Correlation Between Alior Bank and Monnari Trade
Can any of the company-specific risk be diversified away by investing in both Alior Bank and Monnari Trade at the same time? Although using a correlation coefficient on its own may not help to predict future stock returns, this module helps to understand the diversifiable risk of combining Alior Bank and Monnari Trade into the same portfolio, which is an essential part of the fundamental portfolio management process.
By analyzing existing cross correlation between Alior Bank SA and Monnari Trade SA, you can compare the effects of market volatilities on Alior Bank and Monnari Trade and check how they will diversify away market risk if combined in the same portfolio for a given time horizon. You can also utilize pair trading strategies of matching a long position in Alior Bank with a short position of Monnari Trade. Check out your portfolio center. Please also check ongoing floating volatility patterns of Alior Bank and Monnari Trade.
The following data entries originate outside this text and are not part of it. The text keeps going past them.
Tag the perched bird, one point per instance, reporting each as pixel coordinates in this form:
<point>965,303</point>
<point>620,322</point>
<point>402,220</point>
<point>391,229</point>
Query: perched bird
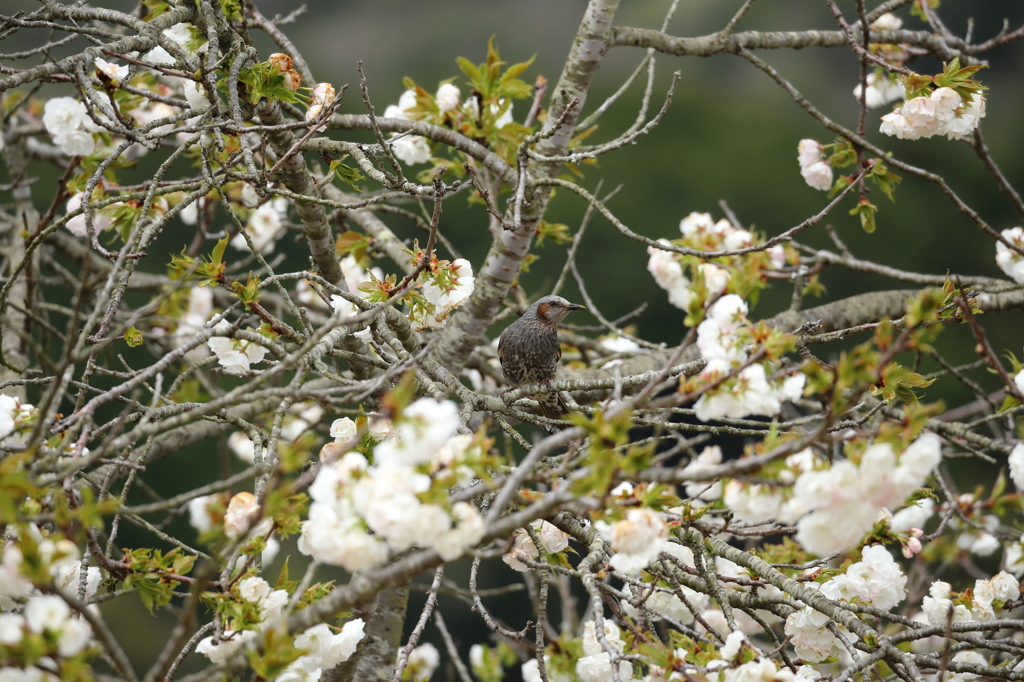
<point>528,349</point>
Diversification Opportunities for Alior Bank and Monnari Trade
0.06 | Correlation Coefficient |
Significant diversification
The 3 months correlation between Alior and Monnari is 0.06. Overlapping area represents the amount of risk that can be diversified away by holding Alior Bank SA and Monnari Trade SA in the same portfolio, assuming nothing else is changed. The correlation between historical prices or returns on Monnari Trade SA and Alior Bank is a relative statistical measure of the degree to which these equity instruments tend to move together. The correlation coefficient measures the extent to which returns on Alior Bank SA are associated (or correlated) with Monnari Trade. Values of the correlation coefficient range from -1 to +1, where. The correlation of zero (0) is possible when the price movement of Monnari Trade SA has no effect on the direction of Alior Bank i.e., Alior Bank and Monnari Trade go up and down completely randomly.
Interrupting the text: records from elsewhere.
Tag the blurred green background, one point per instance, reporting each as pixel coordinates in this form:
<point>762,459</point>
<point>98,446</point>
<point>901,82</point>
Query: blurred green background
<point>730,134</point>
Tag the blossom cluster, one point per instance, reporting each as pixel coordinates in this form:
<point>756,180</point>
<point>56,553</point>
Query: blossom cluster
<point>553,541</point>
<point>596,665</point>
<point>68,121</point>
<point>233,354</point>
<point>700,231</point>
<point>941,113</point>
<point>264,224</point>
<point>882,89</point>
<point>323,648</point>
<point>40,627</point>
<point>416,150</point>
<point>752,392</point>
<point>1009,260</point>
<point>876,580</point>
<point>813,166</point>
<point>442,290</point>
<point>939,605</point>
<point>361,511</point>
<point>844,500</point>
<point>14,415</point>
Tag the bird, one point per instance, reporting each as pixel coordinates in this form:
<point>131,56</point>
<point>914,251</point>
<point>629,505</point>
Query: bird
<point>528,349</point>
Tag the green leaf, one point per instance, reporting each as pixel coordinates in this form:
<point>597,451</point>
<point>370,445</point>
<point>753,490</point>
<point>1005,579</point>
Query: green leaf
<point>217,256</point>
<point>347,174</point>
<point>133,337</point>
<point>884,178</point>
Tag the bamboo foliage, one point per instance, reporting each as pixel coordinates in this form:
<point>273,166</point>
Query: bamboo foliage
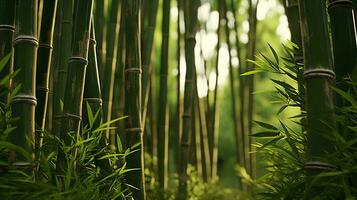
<point>25,54</point>
<point>133,127</point>
<point>7,28</point>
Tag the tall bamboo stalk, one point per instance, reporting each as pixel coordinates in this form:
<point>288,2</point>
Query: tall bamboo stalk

Pair Corralation between Alior Bank and Monnari Trade
Assuming the 90 days trading horizon Alior Bank SA is expected to generate 1.32 times more return on investment than Monnari Trade. However, Alior Bank is 1.32 times more volatile than Monnari Trade SA. It trades about -0.04 of its potential returns per unit of risk. Monnari Trade SA is currently generating about -0.06 per unit of risk. If you would invest 9,976 in Alior Bank SA on September 5, 2024 and sell it today you would lose (860.00) from holding Alior Bank SA or give up 8.62% of portfolio value over 90 days.
Time Period | 3 Months [change] |
Direction | Moves Together |
Strength | Insignificant |
Accuracy | 98.41% |
Values | Daily Returns |
Alior Bank SA vs. Monnari Trade SA
Performance |
Timeline |
Alior Bank SA |
Monnari Trade SA |
Alior Bank and Monnari Trade Volatility Contrast
Predicted Return Density |
Returns |
Pair Trading with Alior Bank and Monnari Trade
The main advantage of trading using opposite Alior Bank and Monnari Trade positions is that it hedges away some unsystematic risk. Because of two separate transactions, even if Alior Bank position performs unexpectedly, Monnari Trade can make up some of the losses. Pair trading also minimizes risk from directional movements in the market. For example, if an entire industry or sector drops because of unexpected headlines, the short position in Monnari Trade will offset losses from the drop in Monnari Trade's long position.Alior Bank vs. 3R Games SA | Alior Bank vs. Baked Games SA | Alior Bank vs. Mercator Medical SA | Alior Bank vs. MCI Management SA |
Monnari Trade vs. LPP SA | Monnari Trade vs. Esotiq Henderson SA | Monnari Trade vs. Asseco Business Solutions | Monnari Trade vs. Kogeneracja SA |
Check out your portfolio center.Note that this page's information should be used as a complementary analysis to find the right mix of equity instruments to add to your existing portfolios or create a brand new portfolio. You can also try the Portfolio Analyzer module to portfolio analysis module that provides access to portfolio diagnostics and optimization engine.